Newswise — They were once daily wear for most women in the middle part of the last century. Now, high-heeled shoes are typically only the province of women in business or broken out for special occasions.

Whatever the circumstance, a pair of Creighton University undergraduates in the College of Arts and Sciences are collecting data on women in heels with an eye on the health effects of the shoes, especially as it pertains to lower back problems and the potential earlier onset of osteoarthritis in the knee. They also hope to be able to make a recommendation on which style of heel — wedge, platform or stiletto — makes for the safest walk.

“It’s been an interesting process,” said Lindsay Durand, a junior exercise science major who kicked off the research in the fall and presented her early findings at Honors Day in April. “The research has definitely opened other doors for me. I always thought I’d be working with a sports team but I’ve become more interested in women’s health, working on this project.”

With fellow junior and exercise science major Amy Clysdale and four subjects who agreed to spend six hours walking in the three different heel styles — all at three inches high, an inch taller than the two-inch height defining a shoe as high-heeled —, Durand used the revamped Rehabilitation Laboratory in the Boyne Building, complete with a new set of force plates for better measuring walking gait, to accomplish the data collection.

The lab is also outfitted with a battery of wall-mounted cameras which can record a subject’s gait from multiple angles. When a subject is wearing reflective markers, the markers can also transmit data to a computer program measuring force.

Using a tennis shoe as a control, Durand and Clysdale undertook to determine the velocity differentials between the control and the different high-heel styles, and the descriptions of movement involved in walking in each shoe. Each subject walked in each shoe style three separate times.

“My mom wears high heels all the time and I wear them sometimes, too,” Clysdale said. “It’s always interested me what the effects could be — whether you’re better off in a wedge or not. There’s a lot we’re learning here.”
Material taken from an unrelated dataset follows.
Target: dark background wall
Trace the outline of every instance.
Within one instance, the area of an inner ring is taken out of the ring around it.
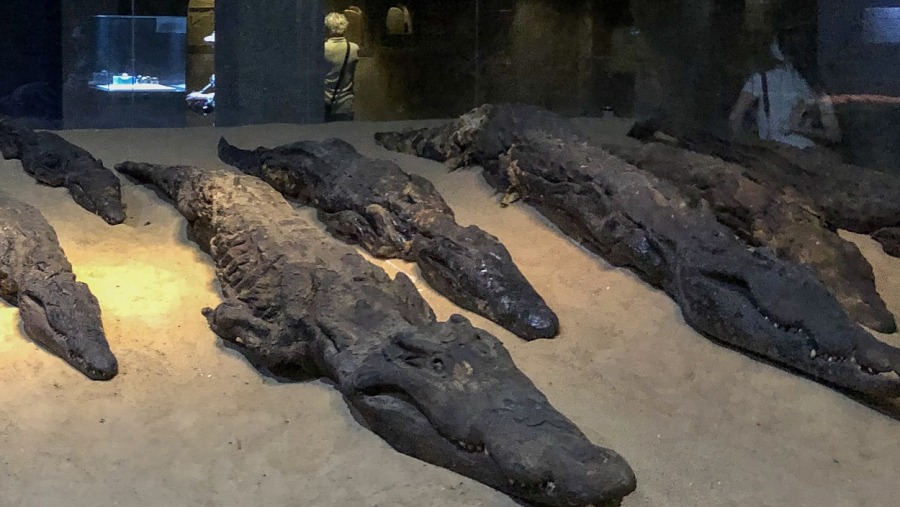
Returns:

So far, it looks like the wedge shoe — with its solid composition between heel and sole — looks like the most stable piece of footwear. Durand and Clysdale have also observed that there are larger amounts of force on the knee coming from outside, as opposed to the equal forces at work from inside and outside when a subject is walking in tennis shoes.

The research is being overseen by Dimitrios Katsavelis, PhD, in the Department of Exercise Science, and Jennifer Bagwell, PhD, DPT, in the Department of Physical Therapy in the School of Pharmacy and Health Professions. Both Durand and Clysdale plan to enroll in physical therapy school following their Creighton graduations.

“It is a new strain of research that we have not seen in the literature to date,” said Katsavelis, who said the project opened up as a result of an anatomy class he taught last summer and in which Durand was enrolled. “My wife wears high heels — really high, sometimes five inches or so — and it’s always been an interest of mine as to how the body handles that. There’s more we hope to do with this research, so many ways we can go with it.”

Bagwell said the project, along with the use of the new Rehabilitation Lab, has made for a prosperous interprofessional alliance as the students and faculty ponder the pendulous prospect of life in high heels.

“It’s been a very positive collaboration between departments,” Bagwell said. “It’s a good demonstration of how exercise science and physical therapy work together and how the research can overlap.”

Following this initial foray, the plan is to collect more data from a larger sample population and gather more evidence for a potential publication. The students would like to expand to 12 subjects and study a fuller visual and three-dimensional analysis using the cameras and sensors. Other measurements including the center of pressure, balance, propulsion and the high frequency phenomenon observed when a high heel strikes the ground may have more to tell the researchers about the shoes and the safest way to display and be mobile in haute couture footwear.

“I think everyone who has worn high heels has, at one time or another, fallen in them,” Durand said. “What is that fall risk? How could we address that? We’d like to collect more data and see where else the research can take us.”